I set up on the path, turned my face to the clear blue sky, and sang my songs. After an overlong while, a Hispanic man and his wife put a dollar in my case. I invited them to hula, but they had no idea what I said, so I acted it out. We all had a good laugh as they walked on.

Maggie and her master stopped to chat. Maggie is the scottie who likes to sit at my feet and listen, often at great length. Her master and I praised the day, remembered days past, and contemplated days to come. “In honor of the start of football season,” I said as introduction, and started to play “You’ve Got to Be a Football Hero.” A new tune for me, it was a little ragged, but I got through it. Maggie’s master pulled out a crumpled dollar and tossed it in my case. Altogether, over the years, he’s probably given me 5-6 bucks.

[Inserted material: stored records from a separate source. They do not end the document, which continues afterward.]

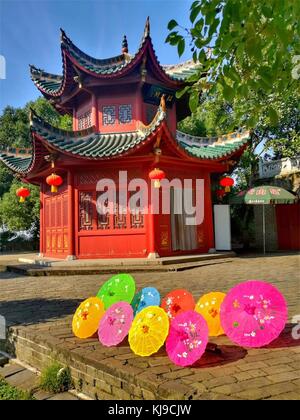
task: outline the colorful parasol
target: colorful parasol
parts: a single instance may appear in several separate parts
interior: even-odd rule
[[[193,295],[185,289],[176,289],[168,293],[162,300],[161,307],[170,319],[175,318],[183,311],[194,310]]]
[[[133,321],[133,310],[128,302],[112,305],[100,321],[98,337],[104,346],[116,346],[128,334]]]
[[[191,366],[205,352],[207,342],[205,319],[195,311],[185,311],[171,322],[166,350],[175,365]]]
[[[220,308],[225,293],[211,292],[203,295],[195,306],[195,311],[203,316],[208,325],[209,335],[217,337],[224,334],[220,320]]]
[[[250,280],[238,284],[221,306],[225,334],[240,346],[262,347],[276,339],[285,327],[287,306],[271,284]]]
[[[131,350],[139,356],[150,356],[163,346],[169,332],[169,319],[159,306],[148,306],[139,312],[129,330]]]
[[[134,315],[140,312],[147,306],[159,306],[160,294],[155,287],[144,287],[133,298],[131,306],[133,307]]]
[[[108,309],[117,302],[131,303],[135,293],[135,281],[130,274],[116,274],[107,280],[99,290],[97,297]]]
[[[73,333],[78,338],[90,338],[98,329],[104,314],[103,302],[97,297],[90,297],[77,308],[72,322]]]

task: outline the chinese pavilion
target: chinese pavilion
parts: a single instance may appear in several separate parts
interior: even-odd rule
[[[40,92],[61,114],[73,117],[73,131],[57,129],[31,113],[32,154],[1,154],[24,182],[40,186],[40,253],[55,258],[139,258],[204,253],[214,248],[211,175],[232,169],[248,133],[200,138],[176,130],[188,115],[186,98],[175,93],[197,71],[193,61],[161,65],[147,19],[138,51],[95,59],[61,31],[63,75],[30,66]],[[159,163],[158,163],[159,162]],[[100,215],[96,184],[144,179],[159,165],[168,179],[204,180],[204,221],[185,226],[174,214]],[[55,169],[53,169],[55,168]],[[46,178],[63,179],[51,192]],[[194,187],[193,187],[194,188]]]

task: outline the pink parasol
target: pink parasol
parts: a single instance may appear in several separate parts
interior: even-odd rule
[[[195,311],[185,311],[171,322],[166,350],[175,365],[190,366],[205,352],[207,342],[205,319]]]
[[[262,347],[275,340],[285,327],[287,306],[271,284],[250,280],[238,284],[221,306],[225,334],[245,347]]]
[[[103,315],[98,329],[99,341],[107,347],[121,343],[133,321],[133,309],[127,302],[117,302]]]

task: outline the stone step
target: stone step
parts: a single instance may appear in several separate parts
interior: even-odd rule
[[[10,265],[7,270],[10,272],[30,276],[30,277],[44,277],[44,276],[92,276],[98,274],[118,274],[122,273],[164,273],[174,271],[190,270],[197,267],[205,267],[213,264],[223,264],[231,262],[228,258],[215,258],[213,260],[201,260],[184,262],[180,264],[163,264],[158,266],[98,266],[98,267],[40,267],[33,265]]]

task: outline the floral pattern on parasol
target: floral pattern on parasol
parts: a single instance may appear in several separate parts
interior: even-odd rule
[[[166,350],[170,360],[179,366],[191,366],[205,352],[208,326],[202,315],[185,311],[171,322]]]
[[[133,310],[129,303],[118,302],[112,305],[100,321],[100,343],[107,347],[121,343],[128,334],[132,321]]]
[[[287,305],[272,284],[250,280],[229,291],[221,306],[226,335],[245,347],[262,347],[275,340],[285,327]]]
[[[135,293],[135,281],[130,274],[116,274],[107,280],[99,290],[97,297],[108,309],[117,302],[131,303]]]
[[[104,315],[103,302],[90,297],[77,308],[72,321],[72,330],[78,338],[90,338],[97,332],[100,319]]]
[[[193,295],[185,289],[176,289],[168,293],[162,300],[161,307],[170,319],[183,311],[193,310],[195,301]]]
[[[147,306],[159,306],[159,304],[159,291],[155,287],[144,287],[134,296],[131,306],[134,315],[136,315],[142,309],[147,308]]]
[[[224,334],[221,326],[220,310],[225,296],[225,293],[222,292],[210,292],[203,295],[195,306],[195,311],[206,320],[211,337]]]
[[[131,350],[139,356],[150,356],[164,344],[169,332],[169,318],[159,306],[148,306],[139,312],[129,330]]]

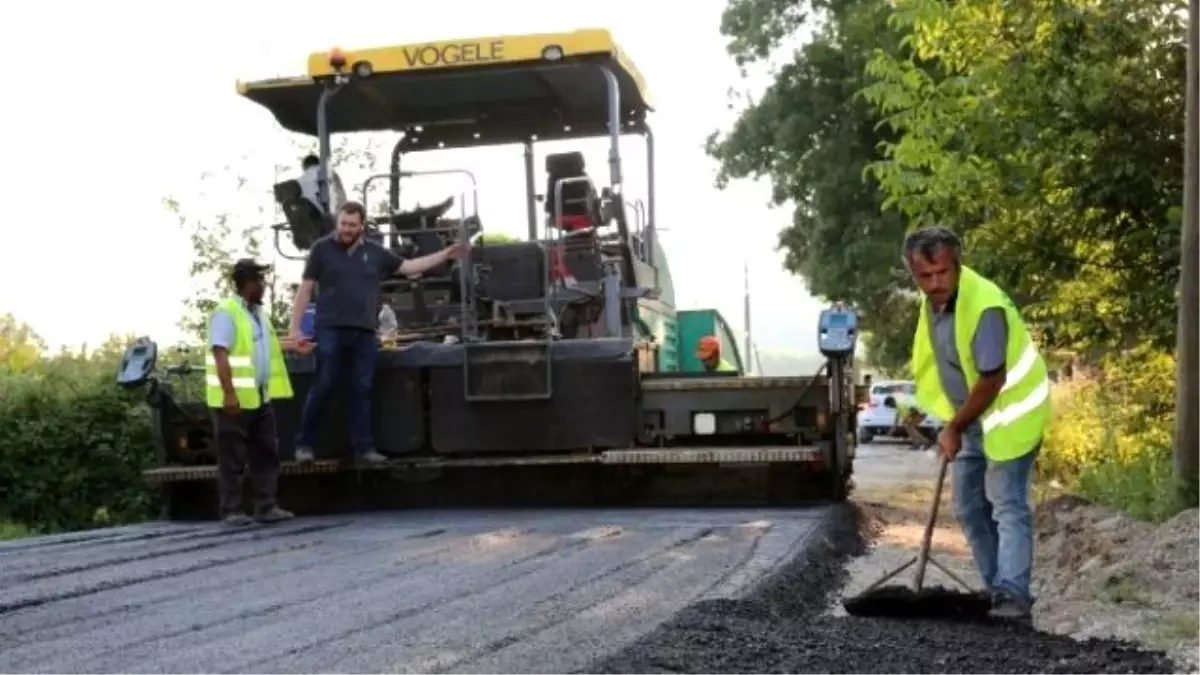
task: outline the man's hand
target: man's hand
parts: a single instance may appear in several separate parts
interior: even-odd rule
[[[225,392],[225,402],[221,405],[221,409],[230,415],[240,415],[242,404],[238,403],[237,394],[232,391]]]
[[[279,346],[284,351],[294,352],[301,356],[307,356],[312,353],[316,343],[303,336],[287,336],[279,341]]]
[[[461,241],[456,241],[442,249],[442,255],[446,256],[446,260],[458,260],[459,258],[466,256],[470,251],[470,244],[464,244]]]
[[[947,462],[953,462],[955,455],[962,449],[962,432],[956,430],[950,425],[946,425],[942,429],[942,433],[938,434],[938,450]]]

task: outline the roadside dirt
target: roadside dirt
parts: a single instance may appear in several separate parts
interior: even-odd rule
[[[1039,505],[1035,619],[1079,638],[1167,651],[1200,672],[1200,524],[1191,509],[1155,526],[1072,497]]]

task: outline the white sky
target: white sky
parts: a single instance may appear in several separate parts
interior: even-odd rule
[[[766,185],[712,186],[709,132],[733,119],[727,91],[744,82],[718,31],[724,0],[449,0],[206,3],[42,2],[0,25],[10,79],[0,119],[6,158],[0,312],[31,324],[52,346],[98,343],[110,333],[179,337],[191,251],[162,207],[180,195],[186,215],[229,210],[201,174],[234,166],[253,181],[238,208],[271,207],[276,164],[296,166],[291,135],[236,95],[238,78],[302,74],[309,52],[606,27],[646,77],[657,104],[658,222],[681,308],[716,307],[742,326],[742,263],[750,263],[755,342],[809,351],[820,304],[781,268],[773,249],[789,209],[767,207]],[[16,19],[12,14],[9,19]],[[754,85],[757,85],[755,87]],[[574,144],[579,147],[578,144]],[[561,149],[561,148],[560,148]],[[607,184],[605,146],[588,142],[589,171]],[[542,167],[539,153],[537,167]],[[645,192],[642,144],[622,145],[626,193]],[[519,147],[414,159],[408,168],[463,166],[480,183],[488,230],[523,236]],[[243,161],[250,156],[252,159]],[[347,187],[354,173],[343,172]],[[539,176],[538,184],[544,184]],[[218,181],[219,183],[220,181]],[[228,182],[228,181],[226,181]],[[210,196],[202,196],[201,191]],[[426,204],[457,187],[433,186]],[[228,191],[228,190],[226,190]],[[540,191],[540,188],[539,188]],[[374,194],[374,193],[373,193]],[[382,196],[383,193],[378,193]],[[375,199],[372,199],[375,201]],[[407,202],[408,200],[406,200]],[[269,212],[268,212],[269,213]],[[270,215],[264,224],[282,218]],[[47,248],[49,246],[50,248]],[[298,269],[287,267],[298,277]]]

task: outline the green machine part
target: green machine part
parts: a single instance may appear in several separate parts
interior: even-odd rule
[[[737,339],[733,330],[721,312],[715,309],[688,309],[676,314],[679,324],[679,363],[680,370],[687,373],[698,373],[704,370],[704,364],[696,358],[696,343],[706,335],[712,335],[721,343],[721,358],[733,364],[739,373],[746,368],[742,363],[741,352],[738,351]]]
[[[705,335],[716,336],[721,343],[721,356],[745,372],[737,340],[725,317],[715,309],[675,309],[675,286],[671,280],[671,266],[666,251],[657,239],[654,247],[655,267],[641,261],[634,265],[637,282],[641,286],[658,288],[658,298],[642,299],[637,303],[634,322],[637,335],[653,336],[658,344],[659,372],[698,373],[704,364],[696,358],[696,343]]]
[[[634,261],[639,286],[657,288],[655,299],[638,300],[634,330],[639,337],[653,337],[658,345],[658,371],[679,371],[679,328],[675,317],[675,284],[671,280],[671,265],[658,238],[654,238],[654,267],[641,260]]]

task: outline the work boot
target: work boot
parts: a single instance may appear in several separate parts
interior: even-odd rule
[[[308,462],[313,461],[312,448],[307,448],[307,447],[296,448],[296,461],[300,462],[301,464],[306,464]]]
[[[269,509],[264,509],[254,514],[254,519],[260,523],[278,523],[281,520],[290,520],[295,515],[291,511],[285,511],[278,506],[272,506]]]
[[[1008,593],[998,592],[992,595],[992,609],[988,616],[1001,621],[1030,623],[1033,620],[1028,603],[1021,602]]]
[[[388,458],[371,449],[359,455],[358,461],[361,464],[383,464],[388,461]]]
[[[244,513],[228,513],[221,519],[221,523],[228,527],[244,527],[254,523],[254,519]]]

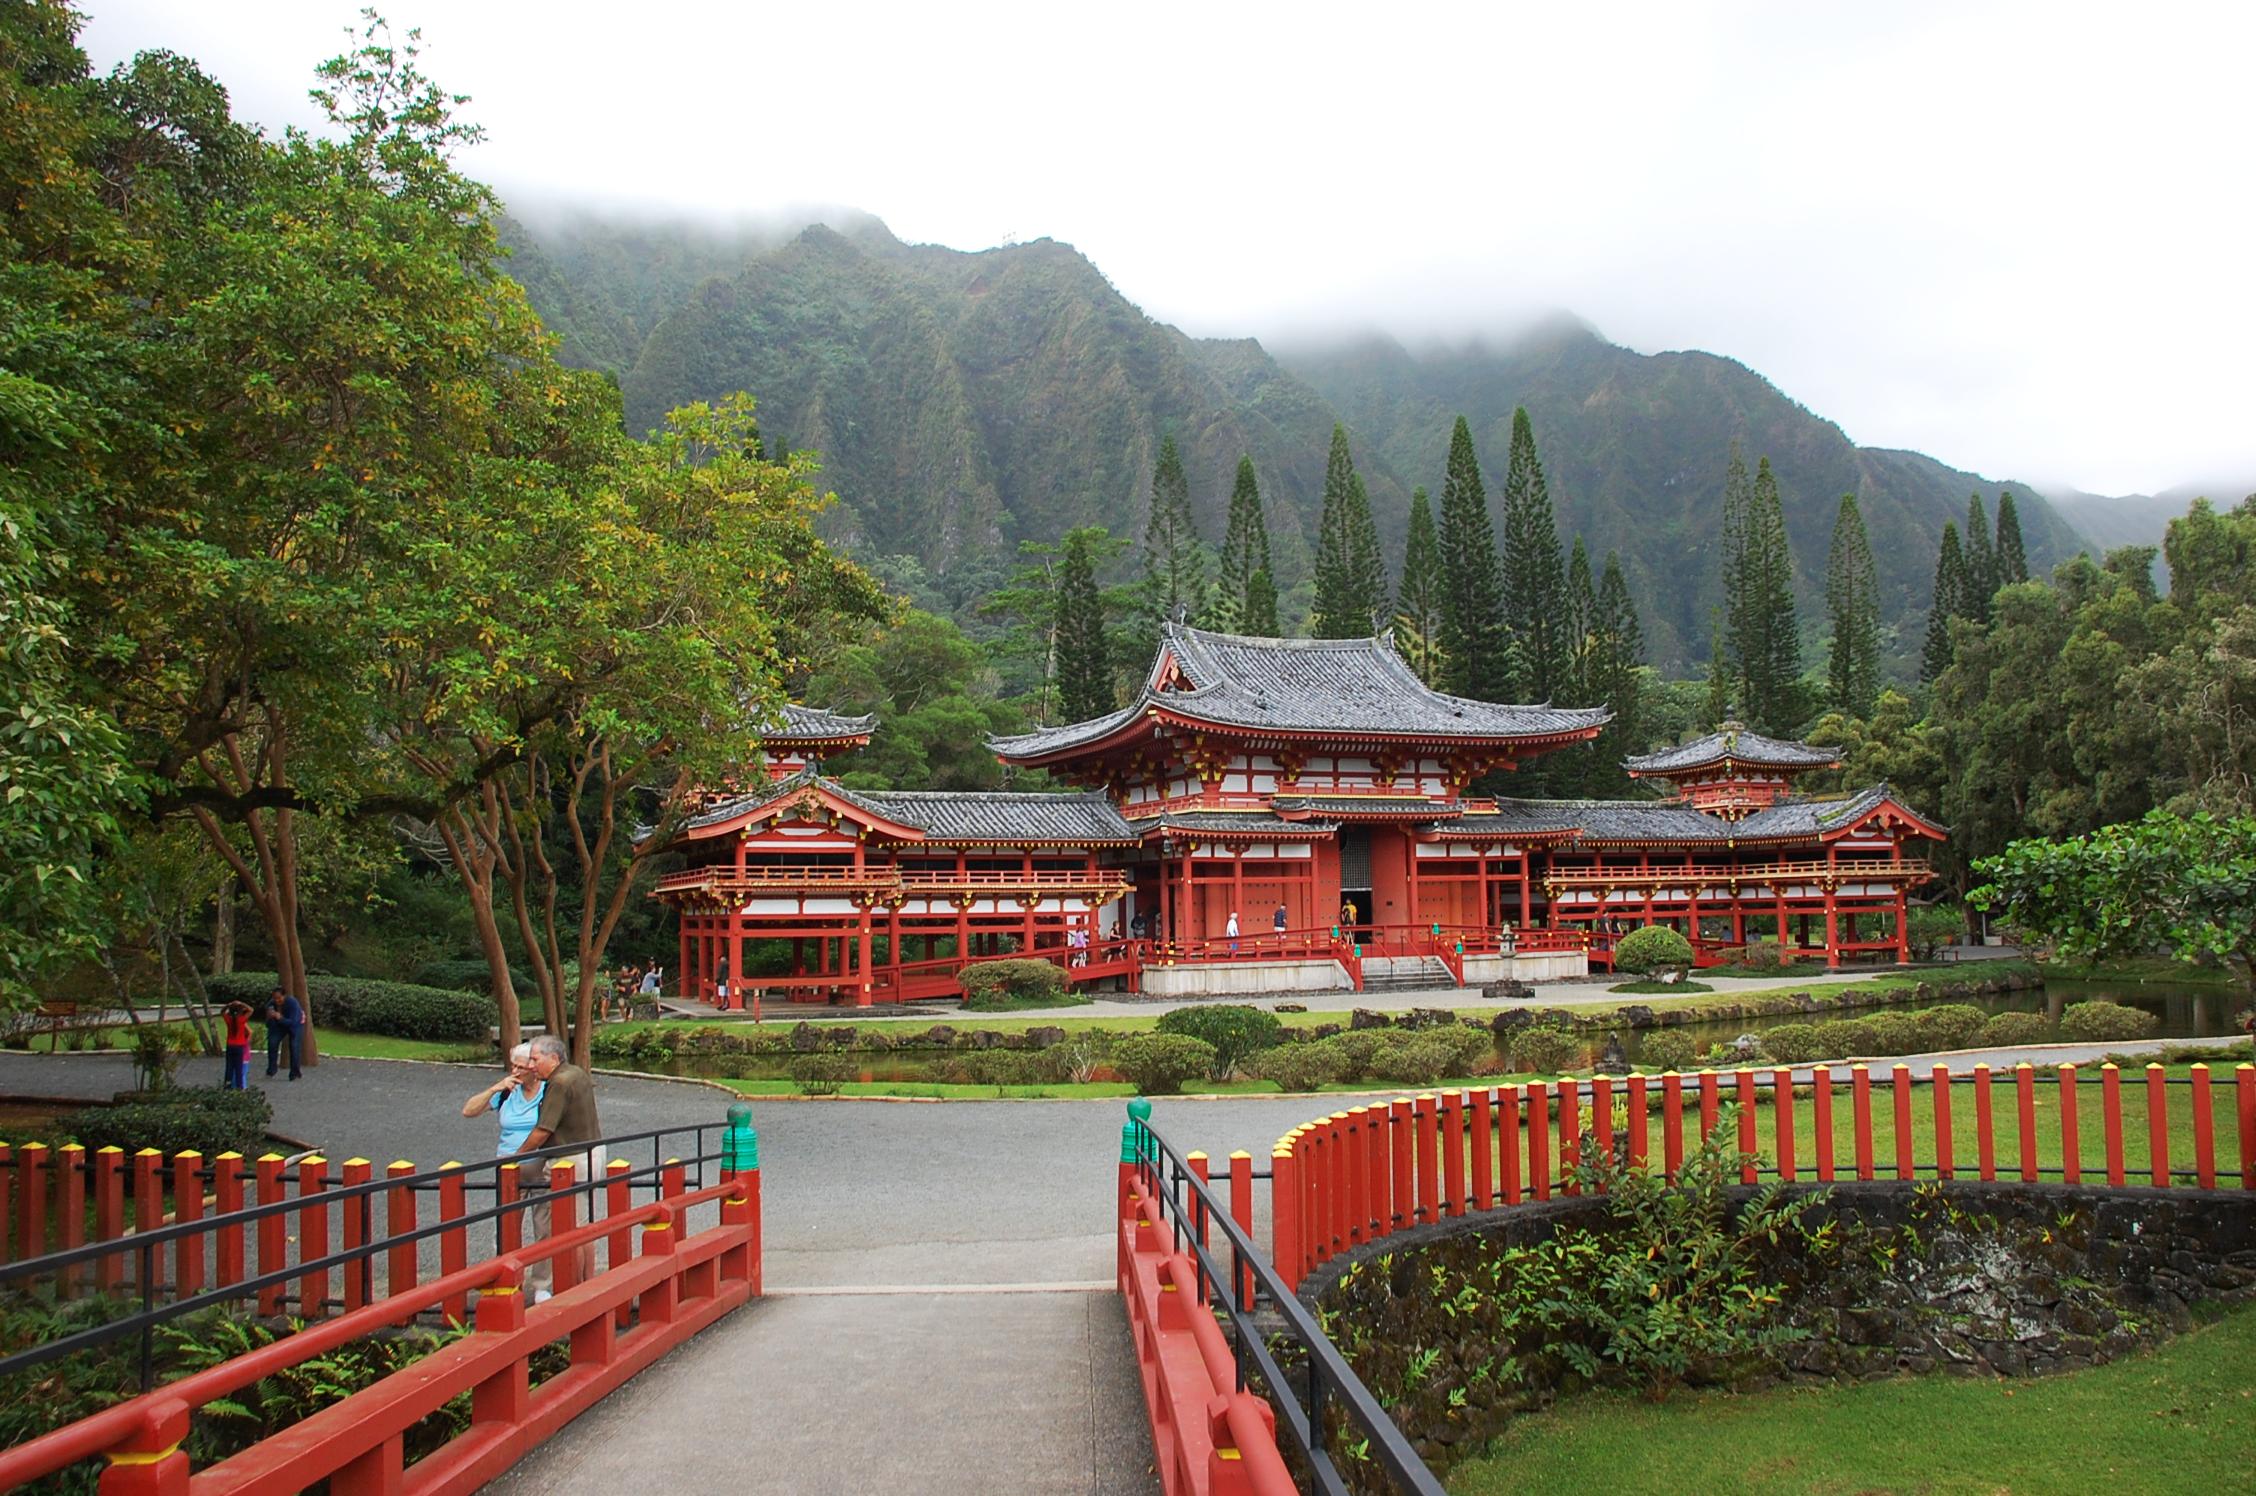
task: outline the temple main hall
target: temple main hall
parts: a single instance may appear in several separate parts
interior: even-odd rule
[[[1451,986],[1604,969],[1646,924],[1702,962],[1765,940],[1906,959],[1919,846],[1943,828],[1884,784],[1797,793],[1833,749],[1725,723],[1626,760],[1648,798],[1469,793],[1607,720],[1435,691],[1386,635],[1180,624],[1120,710],[988,742],[1067,792],[850,790],[823,765],[883,724],[787,708],[670,849],[675,985],[892,1003],[1017,956],[1153,993]]]

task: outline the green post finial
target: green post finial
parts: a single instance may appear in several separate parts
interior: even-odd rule
[[[738,1102],[728,1109],[728,1131],[721,1135],[721,1170],[744,1173],[760,1167],[760,1134],[752,1126],[752,1108]]]
[[[1122,1163],[1140,1164],[1144,1161],[1144,1149],[1138,1140],[1137,1132],[1150,1121],[1150,1101],[1138,1096],[1128,1103],[1128,1120],[1120,1126],[1120,1161]]]

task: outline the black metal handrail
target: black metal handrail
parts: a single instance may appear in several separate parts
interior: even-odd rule
[[[1229,1319],[1238,1390],[1245,1390],[1250,1365],[1269,1389],[1279,1423],[1306,1459],[1316,1490],[1324,1496],[1348,1496],[1350,1491],[1324,1438],[1325,1405],[1336,1400],[1349,1421],[1369,1440],[1372,1457],[1394,1481],[1396,1490],[1409,1496],[1444,1496],[1441,1482],[1317,1325],[1316,1317],[1277,1276],[1252,1235],[1149,1121],[1132,1117],[1130,1125],[1134,1128],[1137,1175],[1146,1194],[1159,1202],[1161,1214],[1174,1231],[1176,1249],[1187,1252],[1196,1265],[1207,1301],[1222,1305]],[[1183,1198],[1186,1194],[1187,1204]],[[1208,1225],[1219,1227],[1229,1243],[1227,1274],[1216,1266],[1215,1256],[1203,1239],[1201,1228]],[[1253,1320],[1263,1304],[1284,1321],[1292,1338],[1306,1351],[1305,1377],[1290,1377],[1270,1352],[1267,1338]]]

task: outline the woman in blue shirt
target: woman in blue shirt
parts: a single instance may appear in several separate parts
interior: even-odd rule
[[[494,1152],[515,1153],[540,1120],[541,1097],[547,1090],[547,1082],[533,1073],[532,1046],[520,1044],[509,1051],[509,1073],[462,1103],[462,1115],[497,1114],[501,1138]]]

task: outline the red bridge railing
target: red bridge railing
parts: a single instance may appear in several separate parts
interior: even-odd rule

A lady in overalls and a straw hat, hauling a backpack, dropped a dollar as she quickly walked by; she was gone before I could ask her to hula. In fact, there were no hulas at all today.

An old man with a scraggly gray beard laboriously walked by, then came back and leaned against the wire fence nearby. In a baseball cap and dungarees, he seemed to enjoy the music. I saw him smiling at my strategies to get people to hula. He sang along to “Tiptoe through the Tulips.” When a family of Orthodox Jews strolled by, and the father tossed a coin in my case, the old man looked over to see the shiny quarter on top of the singles.

A parks department worker came by pushing a spewing and coughing double-wide power mower. He stopped right in front of me and opened the fence. “I’m just going to do this little piece here,” he told me. I looked at my watch; it was time to go anyway.

As I picked up my $3.25 and stuffed it into my breast pocket, the old man came forward with a dollar. Without a word, he put it in my case and walked away.